Ontario’s Equal Pay Day came and went without much fuss.
Women working full-time in the province only earn about 73.5 cents to every dollar a man makes. And this is in 2016.
April 19 marked Equal Pay Day in Ontario — the day in which a woman’s yearly earnings will catch up to the average salary of a man. In essence, it takes four extra months of work for a woman to make the same as a man.
Despite the fact that half of Canada’s cabinet are women and that our Prime Minister self-identifies as a feminist, there hasn’t been much done to ensure equality in the workplace. Ontario’s gender gap continues to grow. It’s gotten to the point where women in the United States are making on average five cents more than women in Ontario.
What’s even more surprising was that Ontario Premier Kathleen Wynne did not make a speech or even release a statement about Equal Pay Day. Instead, a press release was sent out early Tuesday morning regarding the results of consultations conducted by Ontario’s Gender Wage Gap Steering Committee. The report was the product of 18 weeks of surveys and in-person conversation.
The women who participated in the consultation said they often felt as if they have to prove themselves in the workplace and that some fields, especially early childhood education, should be presented as a gender-equal profession. At the same time, schools should be encouraging women to get involved in STEM fields or skilled trades at a young age.
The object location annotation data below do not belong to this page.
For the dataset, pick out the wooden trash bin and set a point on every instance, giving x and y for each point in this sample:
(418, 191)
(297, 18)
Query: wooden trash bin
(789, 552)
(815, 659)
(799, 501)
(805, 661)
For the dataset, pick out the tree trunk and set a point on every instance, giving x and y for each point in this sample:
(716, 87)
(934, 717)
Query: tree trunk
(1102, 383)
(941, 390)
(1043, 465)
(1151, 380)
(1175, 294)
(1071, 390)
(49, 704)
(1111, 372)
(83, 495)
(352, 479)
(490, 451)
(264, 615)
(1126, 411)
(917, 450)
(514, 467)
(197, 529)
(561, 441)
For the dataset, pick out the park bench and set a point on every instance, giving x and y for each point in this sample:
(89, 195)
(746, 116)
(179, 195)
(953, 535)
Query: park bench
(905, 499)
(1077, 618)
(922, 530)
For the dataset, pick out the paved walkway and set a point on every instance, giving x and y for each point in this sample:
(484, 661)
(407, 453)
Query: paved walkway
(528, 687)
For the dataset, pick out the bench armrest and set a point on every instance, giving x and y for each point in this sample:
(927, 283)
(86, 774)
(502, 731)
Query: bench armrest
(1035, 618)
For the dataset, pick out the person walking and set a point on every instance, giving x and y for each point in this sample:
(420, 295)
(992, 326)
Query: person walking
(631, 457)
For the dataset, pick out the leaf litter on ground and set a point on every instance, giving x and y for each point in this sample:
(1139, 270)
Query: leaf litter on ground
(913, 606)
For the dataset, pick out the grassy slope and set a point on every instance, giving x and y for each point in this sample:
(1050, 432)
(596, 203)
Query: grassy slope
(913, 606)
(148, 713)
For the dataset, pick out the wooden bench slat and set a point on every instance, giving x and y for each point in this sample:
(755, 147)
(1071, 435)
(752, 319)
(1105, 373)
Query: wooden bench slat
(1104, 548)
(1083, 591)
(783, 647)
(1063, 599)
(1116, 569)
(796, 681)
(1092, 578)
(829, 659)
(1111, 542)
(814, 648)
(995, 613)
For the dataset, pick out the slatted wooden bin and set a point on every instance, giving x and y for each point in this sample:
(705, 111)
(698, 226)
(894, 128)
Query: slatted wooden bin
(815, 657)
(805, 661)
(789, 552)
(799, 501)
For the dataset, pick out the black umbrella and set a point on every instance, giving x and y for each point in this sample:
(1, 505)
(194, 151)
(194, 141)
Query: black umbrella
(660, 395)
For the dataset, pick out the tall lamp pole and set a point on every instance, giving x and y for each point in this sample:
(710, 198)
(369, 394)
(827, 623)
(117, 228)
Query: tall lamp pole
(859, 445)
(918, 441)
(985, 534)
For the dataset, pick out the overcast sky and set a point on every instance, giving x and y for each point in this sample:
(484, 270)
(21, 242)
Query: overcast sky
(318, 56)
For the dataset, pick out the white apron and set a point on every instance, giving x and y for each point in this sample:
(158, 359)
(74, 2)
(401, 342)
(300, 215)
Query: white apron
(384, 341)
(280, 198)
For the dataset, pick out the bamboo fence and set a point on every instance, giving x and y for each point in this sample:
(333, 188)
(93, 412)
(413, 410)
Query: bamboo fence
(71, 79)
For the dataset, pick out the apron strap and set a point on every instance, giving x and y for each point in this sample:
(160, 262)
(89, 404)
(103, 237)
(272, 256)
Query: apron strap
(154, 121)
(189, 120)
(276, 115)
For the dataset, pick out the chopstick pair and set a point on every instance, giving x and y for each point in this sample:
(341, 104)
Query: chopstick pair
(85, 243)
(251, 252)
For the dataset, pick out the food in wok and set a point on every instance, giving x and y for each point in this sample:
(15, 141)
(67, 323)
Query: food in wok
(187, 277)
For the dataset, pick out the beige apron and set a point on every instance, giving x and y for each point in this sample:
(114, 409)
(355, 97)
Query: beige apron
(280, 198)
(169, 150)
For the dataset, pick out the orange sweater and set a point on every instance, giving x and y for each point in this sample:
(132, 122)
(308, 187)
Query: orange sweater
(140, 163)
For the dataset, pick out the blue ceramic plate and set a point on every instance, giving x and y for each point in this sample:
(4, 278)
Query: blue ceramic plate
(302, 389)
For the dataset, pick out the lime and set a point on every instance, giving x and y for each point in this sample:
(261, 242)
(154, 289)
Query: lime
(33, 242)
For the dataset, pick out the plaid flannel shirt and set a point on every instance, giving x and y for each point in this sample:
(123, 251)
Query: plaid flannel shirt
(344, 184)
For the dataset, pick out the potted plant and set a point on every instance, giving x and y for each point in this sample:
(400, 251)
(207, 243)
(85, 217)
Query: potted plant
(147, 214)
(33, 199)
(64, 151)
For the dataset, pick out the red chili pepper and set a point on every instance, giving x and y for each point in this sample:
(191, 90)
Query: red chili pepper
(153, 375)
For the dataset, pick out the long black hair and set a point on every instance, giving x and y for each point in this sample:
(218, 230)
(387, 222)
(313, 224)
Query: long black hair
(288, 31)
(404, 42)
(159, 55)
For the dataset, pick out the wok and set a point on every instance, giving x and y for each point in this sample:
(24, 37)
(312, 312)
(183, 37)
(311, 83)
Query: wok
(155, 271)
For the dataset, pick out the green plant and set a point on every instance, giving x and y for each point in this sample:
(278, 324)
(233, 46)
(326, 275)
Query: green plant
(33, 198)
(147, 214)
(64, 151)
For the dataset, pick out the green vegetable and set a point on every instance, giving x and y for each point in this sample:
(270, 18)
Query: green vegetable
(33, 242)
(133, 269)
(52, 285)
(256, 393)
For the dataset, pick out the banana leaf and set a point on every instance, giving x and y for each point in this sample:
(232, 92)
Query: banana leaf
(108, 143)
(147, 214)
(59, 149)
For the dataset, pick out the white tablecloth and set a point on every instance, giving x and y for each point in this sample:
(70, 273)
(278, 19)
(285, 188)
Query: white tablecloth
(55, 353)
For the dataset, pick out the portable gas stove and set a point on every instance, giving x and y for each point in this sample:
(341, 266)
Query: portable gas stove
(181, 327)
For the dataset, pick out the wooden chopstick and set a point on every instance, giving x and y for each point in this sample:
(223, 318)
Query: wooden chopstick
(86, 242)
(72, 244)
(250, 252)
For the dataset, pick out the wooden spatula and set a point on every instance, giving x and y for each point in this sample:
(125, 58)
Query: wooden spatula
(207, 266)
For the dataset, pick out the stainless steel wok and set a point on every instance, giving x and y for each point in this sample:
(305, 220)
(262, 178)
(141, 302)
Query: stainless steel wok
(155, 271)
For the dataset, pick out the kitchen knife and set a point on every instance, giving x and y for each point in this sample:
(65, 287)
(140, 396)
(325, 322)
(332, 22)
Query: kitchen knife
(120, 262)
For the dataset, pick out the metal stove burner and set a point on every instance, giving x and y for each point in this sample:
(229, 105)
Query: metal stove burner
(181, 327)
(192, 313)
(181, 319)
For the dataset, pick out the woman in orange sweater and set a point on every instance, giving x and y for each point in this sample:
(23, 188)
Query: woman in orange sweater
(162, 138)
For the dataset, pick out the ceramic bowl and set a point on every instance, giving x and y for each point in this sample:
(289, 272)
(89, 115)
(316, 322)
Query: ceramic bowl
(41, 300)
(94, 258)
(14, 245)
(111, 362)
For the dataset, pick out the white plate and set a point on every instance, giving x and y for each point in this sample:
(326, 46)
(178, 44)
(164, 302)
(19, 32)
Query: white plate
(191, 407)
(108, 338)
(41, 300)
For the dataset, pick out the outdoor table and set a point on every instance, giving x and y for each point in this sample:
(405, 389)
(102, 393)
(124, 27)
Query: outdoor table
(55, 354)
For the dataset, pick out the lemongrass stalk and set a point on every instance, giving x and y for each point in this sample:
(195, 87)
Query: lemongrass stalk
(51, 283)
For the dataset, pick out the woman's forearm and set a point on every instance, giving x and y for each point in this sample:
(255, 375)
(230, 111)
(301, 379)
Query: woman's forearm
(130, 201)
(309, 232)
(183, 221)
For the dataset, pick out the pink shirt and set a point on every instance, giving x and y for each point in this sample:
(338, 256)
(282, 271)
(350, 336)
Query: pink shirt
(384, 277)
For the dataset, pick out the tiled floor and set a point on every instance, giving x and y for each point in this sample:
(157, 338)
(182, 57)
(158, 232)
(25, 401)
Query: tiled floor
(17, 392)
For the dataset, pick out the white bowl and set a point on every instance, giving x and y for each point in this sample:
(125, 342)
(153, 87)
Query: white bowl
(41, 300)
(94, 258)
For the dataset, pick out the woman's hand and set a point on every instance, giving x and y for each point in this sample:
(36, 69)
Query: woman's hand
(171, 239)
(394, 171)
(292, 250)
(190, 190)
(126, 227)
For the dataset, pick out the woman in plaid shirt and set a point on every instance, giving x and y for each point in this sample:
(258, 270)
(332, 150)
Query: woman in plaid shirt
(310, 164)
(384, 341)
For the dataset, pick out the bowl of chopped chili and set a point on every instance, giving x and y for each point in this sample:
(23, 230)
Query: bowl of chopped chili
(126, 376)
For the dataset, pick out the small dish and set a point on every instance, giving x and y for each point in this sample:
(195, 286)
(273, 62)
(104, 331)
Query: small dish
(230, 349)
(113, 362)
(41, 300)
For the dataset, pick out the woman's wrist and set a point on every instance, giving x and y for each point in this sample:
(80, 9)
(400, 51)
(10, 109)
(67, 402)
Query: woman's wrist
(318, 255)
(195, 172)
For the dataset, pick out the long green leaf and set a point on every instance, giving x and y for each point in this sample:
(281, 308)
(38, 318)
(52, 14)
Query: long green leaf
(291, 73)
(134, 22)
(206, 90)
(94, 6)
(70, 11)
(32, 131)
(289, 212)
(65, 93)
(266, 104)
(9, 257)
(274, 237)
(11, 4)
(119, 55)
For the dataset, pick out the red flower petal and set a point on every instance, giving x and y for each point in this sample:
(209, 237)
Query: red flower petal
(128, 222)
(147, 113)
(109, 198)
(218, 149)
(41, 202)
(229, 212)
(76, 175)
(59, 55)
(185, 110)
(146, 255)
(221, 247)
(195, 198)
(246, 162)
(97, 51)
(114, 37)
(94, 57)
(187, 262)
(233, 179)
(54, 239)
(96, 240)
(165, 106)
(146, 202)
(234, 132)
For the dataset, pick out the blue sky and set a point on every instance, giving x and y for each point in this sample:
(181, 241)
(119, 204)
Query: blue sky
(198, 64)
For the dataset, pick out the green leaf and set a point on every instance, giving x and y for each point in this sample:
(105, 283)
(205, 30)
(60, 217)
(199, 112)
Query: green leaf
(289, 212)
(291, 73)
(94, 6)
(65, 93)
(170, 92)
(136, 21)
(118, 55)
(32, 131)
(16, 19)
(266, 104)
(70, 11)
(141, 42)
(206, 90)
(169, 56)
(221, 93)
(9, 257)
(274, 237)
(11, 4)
The press release also provided an overview of everything the Ontario government has done over the last year to help reduce this gender gap. Some of these initiatives include the following:
- A regulation that requires company listed on the Toronto Stock Exchange to report on their approach to increase the number of women in management positions.
- Increase wages by $2 an hour (including benefits) for early childhood educators and child care professionals.
- Increase hourly wages of personal support workers
- Invest $120 million over three years for new licensed child care spaces in schools
- Implementing a number of training programs for skilled trades, information technology, financial literacy, and entrepreneurship.
These are all beneficial programs and regulations that will no doubt encourage more women to aim for managerial positions, but it isn’t nearly enough. Many of these regulations involve increasing wages of typically female jobs like child care worker or a personal support worker, instead of putting the onus on businesses to hire women in positions of power.
Regulations and programs are great, but a change in mentality is necessary to actually reduce the gender gap. How does this start? It begins by rewarding companies that hire using equal opportunity, encouraging more women to apply for managerial or board positions, and addressing the stigmas that are so obviously engrained in the hiring process.
Three years ago Ontario announced Equal Pay Day. It remains the only province to have done so. In a country that prides itself on equality, its shocking that more governments aren’t following suit and bringing awareness to the startling inequality that exists within the workplace.